It’s been a year now since aboriginal people have had the full use of the Canadian Human Rights Act, and they’re using their new power to hold both the federal government and their own first nations governments to account, new data shows.
The cases involve fundamental conditions on reserves, and throw hundreds of millions of dollars in annual federal funding into question.
Statistics compiled by the Canadian Human Rights Commission show that 162 complaints were registered against first nations governments over the past year — mostly about on-reserve housing and eligibility to vote in band elections.
“We’re very pleased,” acting chief human rights commissioner David Langtry said.
That’s because some had suggested many aboriginal people wouldn’t have the wherewithal to launch a challenge — a fear that clearly has not materialized, Mr. Langtry said.
Of those 162 files, 77 have been closed, and the others are still near the beginning stages of the commission’s pipeline. That’s a similar rate to non-aboriginal cases that progress through the human rights system, Mr. Langtry added.
“I’m encouraged by the extent to which people affected by the Indian Act, after over 30 years of virtual exclusion, are using the Canadian Human Rights Act as a potential catalyst for improving life on reserves,” he said.

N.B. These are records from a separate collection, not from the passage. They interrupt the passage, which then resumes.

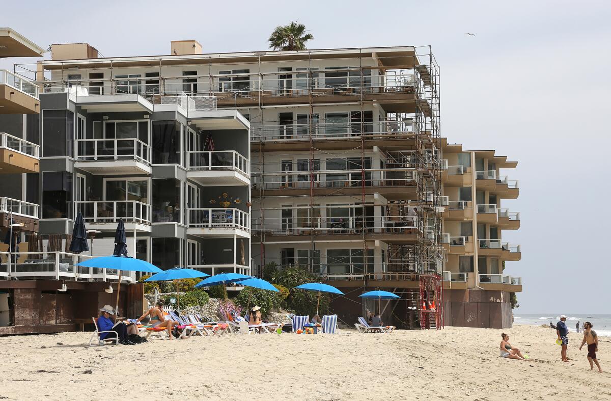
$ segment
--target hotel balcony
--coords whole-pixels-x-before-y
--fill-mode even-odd
[[[473,218],[473,210],[469,207],[472,202],[465,202],[464,200],[445,200],[444,198],[447,196],[442,196],[442,205],[445,210],[442,213],[442,217],[448,221],[463,221],[467,219]]]
[[[0,197],[0,227],[9,227],[11,219],[22,224],[22,231],[37,232],[38,226],[38,205],[24,200]]]
[[[441,179],[444,185],[450,186],[464,186],[469,185],[470,176],[469,169],[464,166],[448,166],[444,160],[444,168],[441,171]]]
[[[310,139],[320,150],[345,149],[346,142],[361,139],[364,139],[368,148],[384,149],[392,144],[409,149],[407,147],[414,145],[416,128],[411,119],[265,125],[262,127],[253,123],[251,140],[257,142],[253,147],[260,145],[266,151],[309,150]]]
[[[118,272],[115,270],[75,265],[79,261],[90,258],[86,254],[65,252],[0,252],[0,276],[19,280],[49,279],[115,282],[119,280]],[[133,279],[128,275],[122,276],[121,281],[131,282]]]
[[[520,228],[520,213],[510,212],[509,209],[499,209],[499,227],[504,230],[517,230]]]
[[[522,278],[504,274],[480,274],[479,284],[485,290],[521,292]]]
[[[444,233],[442,235],[442,243],[448,255],[464,255],[473,252],[473,243],[469,240],[468,236],[451,237]]]
[[[40,111],[40,88],[33,82],[0,70],[0,114],[34,114]]]
[[[502,198],[515,199],[519,194],[518,181],[510,180],[507,175],[498,175],[495,170],[476,171],[475,180],[478,189],[492,191]]]
[[[345,208],[328,208],[337,210]],[[299,210],[300,209],[298,209]],[[302,208],[301,210],[306,210]],[[328,213],[327,213],[328,214]],[[265,217],[252,221],[256,240],[265,243],[303,242],[314,237],[315,242],[362,241],[364,235],[370,241],[414,243],[429,238],[422,222],[416,216],[374,216],[336,215],[331,216]],[[432,235],[432,234],[431,234]]]
[[[136,138],[78,139],[75,167],[93,175],[150,174],[150,155]]]
[[[87,227],[114,231],[123,219],[127,230],[151,232],[151,205],[137,200],[81,200],[75,210],[82,213]]]
[[[187,153],[187,178],[202,185],[231,186],[251,183],[250,161],[235,150]]]
[[[376,193],[387,199],[415,199],[418,173],[415,169],[366,169],[265,172],[254,175],[252,194],[263,189],[266,196],[309,195],[360,195]]]
[[[496,205],[477,205],[477,223],[496,223],[498,221],[498,209]]]
[[[0,174],[38,172],[39,149],[38,145],[31,142],[0,133]]]
[[[239,209],[192,208],[187,210],[187,215],[188,235],[251,237],[250,214]]]
[[[479,240],[478,254],[480,256],[499,257],[503,260],[518,261],[522,259],[519,245],[501,242],[500,240]]]

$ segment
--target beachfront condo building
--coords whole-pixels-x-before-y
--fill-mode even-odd
[[[73,193],[66,196],[72,208],[59,217],[43,193],[45,234],[69,232],[77,208],[102,231],[98,223],[110,218],[97,212],[101,202],[139,202],[150,222],[134,212],[136,245],[147,249],[137,256],[164,267],[261,275],[303,267],[346,293],[332,308],[348,324],[379,308],[384,322],[403,327],[511,325],[510,293],[521,285],[502,266],[519,253],[501,241],[500,230],[515,222],[506,223],[499,207],[510,193],[517,196],[517,184],[510,188],[498,174],[514,163],[447,144],[439,68],[428,46],[204,54],[187,40],[171,42],[169,56],[122,57],[98,57],[86,44],[51,50],[51,61],[29,68],[42,92],[41,172],[44,181],[45,172],[65,165],[59,171],[73,174],[65,187]],[[71,122],[60,124],[67,133],[53,142],[62,147],[53,157],[60,166],[51,166],[45,114],[55,117],[62,99],[58,118]],[[117,143],[123,140],[133,144]],[[100,158],[109,147],[111,160]],[[219,151],[233,153],[206,153]],[[234,175],[211,178],[220,166]],[[207,178],[197,178],[202,170]],[[462,221],[450,207],[457,201]],[[488,210],[474,214],[493,203],[494,222]],[[219,238],[227,220],[218,219],[229,209],[244,213],[243,227],[232,217],[233,231]],[[461,230],[466,222],[470,231]],[[206,224],[213,229],[208,237]],[[453,243],[461,235],[462,248]],[[164,262],[172,251],[172,263]],[[401,300],[357,298],[376,289]]]

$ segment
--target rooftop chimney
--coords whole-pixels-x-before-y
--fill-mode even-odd
[[[202,54],[202,45],[197,40],[172,40],[170,44],[170,54],[174,56]]]
[[[51,45],[51,60],[97,59],[98,50],[89,43],[64,43]]]

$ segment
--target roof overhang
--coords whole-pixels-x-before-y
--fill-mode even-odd
[[[45,51],[12,28],[0,28],[0,57],[40,57]]]

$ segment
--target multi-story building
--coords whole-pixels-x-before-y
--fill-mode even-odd
[[[428,47],[202,54],[196,41],[173,42],[171,46],[170,56],[100,58],[88,45],[53,45],[53,59],[33,69],[38,72],[43,95],[49,99],[48,105],[42,103],[43,134],[45,110],[51,112],[51,117],[57,108],[50,103],[55,97],[67,97],[67,106],[62,109],[73,114],[76,127],[73,139],[54,142],[65,142],[67,147],[60,149],[60,154],[49,155],[53,163],[59,160],[62,168],[68,168],[54,170],[59,168],[55,164],[47,167],[43,141],[43,180],[45,172],[70,174],[70,169],[84,175],[73,178],[85,183],[77,182],[75,194],[70,197],[81,202],[77,204],[82,204],[86,223],[108,218],[97,213],[100,202],[106,202],[102,210],[110,207],[108,202],[115,202],[111,211],[120,207],[117,202],[139,202],[134,204],[133,213],[137,215],[136,206],[142,204],[144,206],[139,207],[150,210],[146,216],[152,217],[147,225],[134,215],[134,238],[142,240],[142,246],[146,243],[147,249],[152,248],[153,263],[208,266],[215,271],[229,268],[247,272],[252,267],[254,274],[271,263],[279,268],[298,264],[344,290],[347,296],[334,300],[333,307],[349,323],[363,312],[357,295],[365,289],[382,288],[401,297],[399,301],[384,303],[386,322],[412,326],[419,320],[426,327],[511,324],[508,294],[521,290],[513,284],[519,279],[508,281],[500,267],[494,268],[494,260],[502,265],[503,258],[518,257],[505,249],[493,233],[500,238],[499,229],[515,223],[508,215],[505,225],[503,212],[499,212],[494,224],[488,218],[490,213],[480,219],[479,213],[465,214],[463,219],[469,222],[473,232],[480,229],[478,224],[484,224],[488,234],[470,234],[472,245],[483,241],[482,246],[469,251],[466,245],[464,254],[457,255],[459,251],[448,237],[459,237],[461,232],[455,226],[462,226],[446,216],[454,216],[455,211],[449,205],[464,200],[459,197],[466,196],[467,189],[470,199],[479,199],[482,192],[488,196],[486,202],[477,203],[478,208],[499,205],[513,188],[505,185],[503,191],[504,178],[497,176],[498,169],[511,163],[495,159],[494,152],[472,152],[472,164],[461,168],[463,180],[455,182],[453,169],[459,163],[454,159],[466,163],[466,156],[453,156],[453,152],[463,152],[447,145],[441,136],[439,67]],[[180,112],[174,108],[163,108],[179,99],[187,105],[185,116],[178,116]],[[189,114],[189,105],[205,101],[216,101],[215,116],[227,116]],[[175,113],[176,118],[160,114],[167,112]],[[79,114],[84,119],[82,122]],[[247,128],[242,116],[249,122],[249,145],[240,144],[240,130],[232,125],[241,122]],[[61,120],[65,119],[64,114],[59,116]],[[176,128],[172,130],[159,123],[163,127],[156,128],[155,121],[159,120],[177,122]],[[131,128],[122,127],[123,123]],[[200,156],[194,165],[191,158],[210,151],[203,147],[209,136],[202,130],[211,126],[229,130],[213,131],[212,137],[215,151],[234,152],[221,163],[229,166],[234,175],[198,181],[193,167],[200,168],[202,160],[208,170],[219,166]],[[148,136],[140,134],[141,127],[150,133]],[[164,136],[167,133],[169,137]],[[234,133],[239,139],[234,139]],[[166,140],[175,136],[174,142]],[[123,140],[130,144],[117,143]],[[147,152],[152,158],[142,156]],[[251,160],[249,191],[246,186]],[[486,168],[480,169],[485,162]],[[120,165],[121,170],[112,167]],[[474,174],[470,165],[477,167]],[[481,172],[488,174],[486,179],[477,179]],[[117,175],[120,180],[113,179]],[[146,186],[137,183],[148,176],[150,183]],[[469,177],[472,182],[467,181]],[[216,187],[211,188],[213,185]],[[457,189],[463,186],[467,189]],[[197,191],[199,200],[190,200],[189,194]],[[182,200],[177,200],[179,196]],[[45,215],[49,208],[44,193],[42,198],[41,230],[46,230],[48,224],[53,227],[49,232],[67,232],[73,210],[66,207],[58,218]],[[194,223],[192,210],[208,220],[210,216],[222,217],[222,210],[215,212],[215,208],[235,205],[235,215],[243,212],[244,221],[249,222],[251,210],[245,205],[250,205],[251,198],[252,233],[247,223],[240,228],[233,226],[233,231],[227,233],[229,240],[218,238],[224,226],[214,227],[209,237],[196,232],[202,219],[196,218]],[[472,203],[470,207],[472,209]],[[49,210],[55,213],[56,209]],[[166,213],[170,213],[170,221],[160,221]],[[113,212],[111,216],[119,214]],[[462,235],[464,237],[469,235]],[[152,242],[145,243],[145,238]],[[199,245],[191,245],[192,241]],[[238,258],[236,249],[243,245],[243,257]],[[161,256],[168,256],[172,251],[178,252],[172,263],[160,263]],[[228,256],[233,251],[233,263],[224,259],[213,262],[225,251]],[[459,256],[472,257],[467,263]],[[485,269],[485,265],[489,268]],[[493,283],[498,285],[493,287]],[[434,303],[436,307],[432,309]],[[496,309],[501,304],[502,308]],[[373,309],[373,304],[365,306]],[[465,311],[474,307],[475,320],[470,312],[465,317]]]

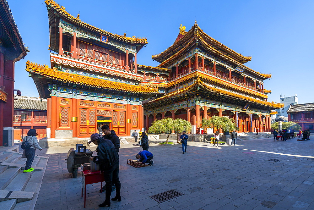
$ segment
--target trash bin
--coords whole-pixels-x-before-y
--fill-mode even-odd
[[[230,145],[231,145],[231,142],[232,141],[232,139],[227,139],[227,143]]]

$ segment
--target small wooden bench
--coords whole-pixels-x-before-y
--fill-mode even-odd
[[[143,163],[142,162],[137,163],[136,161],[138,161],[137,160],[130,160],[128,159],[127,162],[127,163],[128,165],[131,165],[133,167],[135,167],[136,168],[145,167],[145,164],[146,163]]]

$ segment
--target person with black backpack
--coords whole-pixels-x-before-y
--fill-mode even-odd
[[[42,150],[42,149],[38,144],[38,141],[36,136],[38,134],[35,129],[32,129],[27,132],[27,136],[23,139],[23,142],[21,144],[21,147],[24,150],[24,152],[26,156],[26,165],[23,172],[24,173],[31,172],[35,169],[32,168],[32,163],[35,158],[35,153],[36,149]]]

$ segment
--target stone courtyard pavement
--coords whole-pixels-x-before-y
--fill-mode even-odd
[[[90,185],[85,209],[314,209],[314,141],[267,138],[238,143],[214,147],[205,142],[189,142],[184,154],[181,145],[151,144],[154,165],[138,169],[127,165],[127,160],[135,159],[140,147],[122,145],[121,201],[99,207],[105,193],[99,192],[100,183]],[[72,178],[64,163],[69,148],[36,151],[50,158],[35,209],[84,209],[81,171]],[[247,152],[253,153],[244,153]],[[149,197],[171,189],[184,195],[160,204]],[[115,195],[114,191],[112,197]]]

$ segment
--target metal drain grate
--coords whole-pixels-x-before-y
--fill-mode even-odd
[[[269,160],[269,160],[270,161],[274,161],[275,162],[279,162],[281,160],[279,160],[279,159],[269,159]]]
[[[151,198],[159,203],[165,202],[173,198],[179,197],[184,195],[178,191],[173,190],[164,192],[150,196]]]

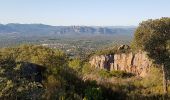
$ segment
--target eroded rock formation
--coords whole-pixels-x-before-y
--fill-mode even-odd
[[[107,70],[121,70],[134,73],[138,76],[144,77],[151,67],[152,62],[148,59],[146,52],[138,52],[133,54],[120,53],[114,55],[100,55],[91,57],[89,63],[92,67],[107,69]]]

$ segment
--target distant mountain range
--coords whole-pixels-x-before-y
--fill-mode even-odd
[[[135,26],[50,26],[44,24],[0,24],[0,34],[20,35],[112,35],[133,34]]]

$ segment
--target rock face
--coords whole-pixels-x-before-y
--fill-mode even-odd
[[[91,57],[91,67],[121,70],[144,77],[151,67],[152,62],[148,59],[146,52],[121,53],[114,55],[100,55]]]

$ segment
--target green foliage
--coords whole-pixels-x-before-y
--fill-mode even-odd
[[[70,60],[68,65],[76,71],[81,71],[83,66],[82,61],[78,58]]]
[[[101,88],[87,88],[85,90],[85,97],[83,100],[103,100]]]
[[[148,52],[156,63],[169,62],[170,18],[147,20],[136,29],[133,47]]]

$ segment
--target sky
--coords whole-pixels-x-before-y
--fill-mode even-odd
[[[0,23],[129,26],[170,17],[170,0],[0,0]]]

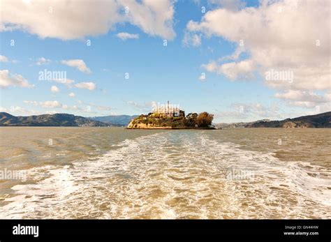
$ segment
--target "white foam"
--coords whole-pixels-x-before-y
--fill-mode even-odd
[[[0,218],[331,218],[325,167],[243,150],[203,131],[159,133],[115,146],[71,166],[29,170],[35,183],[14,186]],[[230,180],[231,169],[254,176]]]

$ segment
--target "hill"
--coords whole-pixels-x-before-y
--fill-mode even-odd
[[[113,125],[126,126],[132,119],[138,116],[138,115],[110,115],[89,117],[88,119]]]
[[[0,112],[0,126],[110,126],[108,123],[68,114],[13,116]]]
[[[219,123],[222,128],[331,128],[331,112],[281,121],[260,120],[249,123]]]

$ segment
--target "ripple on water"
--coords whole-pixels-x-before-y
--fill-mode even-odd
[[[35,182],[12,188],[0,218],[331,218],[326,168],[193,134],[126,139],[96,158],[30,169]]]

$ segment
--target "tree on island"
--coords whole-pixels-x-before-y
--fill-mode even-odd
[[[196,120],[196,123],[198,124],[198,127],[208,127],[212,124],[212,121],[214,119],[214,115],[203,112],[200,113]]]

Challenges against the federal government, on the other hand, are far more advanced, and the stakes far higher.
Aboriginal people have now had three full years of being able to use the Canadian Human Rights Act to examine the federal government.
Before 2008, the act didn’t cover matters under the Indian Act.
In the past three years, first nations groups have registered 150 complaints against Ottawa.
Mr. Langtry said the most serious of them target the large disparities between federal and provincial funding for services such as child welfare, education and police.
Ottawa is fighting those cases on a technicality, saying federal funding for services is not covered by the human rights act.
Billions of dollars are at stake. If first nations complainants win the day, the federal government would likely be required to fund social services on reserves at the same level per capita as provincial governments fund similar services off reserves.
“It has huge ramifications,” said Mr. Langtry.
Many experts anticipate the federal government will fight the rulings all the way to the Supreme Court if necessary.
But if Ottawa’s arguments hold sway, first nations will find it very difficult to make any kind of human rights claims in the area of social services, Mr. Langtry said.
“Our argument...is that’s not what Parliament intended,” he added.
“The federal government should have as much accountability as anyone else.”
So far, the human rights commission has referred three such cases to the Canadian Human Rights Tribunal for a judicial ruling.
The most prominent — and most advanced — case against Ottawa is about child welfare. First nations groups argue that funding for child welfare on reserves is about 22 per cent lower than for children off-reserves. They say they should be treated equally.
The federal government tried, but failed, to argue that the case should not be heard, however, it is appealing that ruling.
Similar cases on special education and police services have also been referred to the tribunal.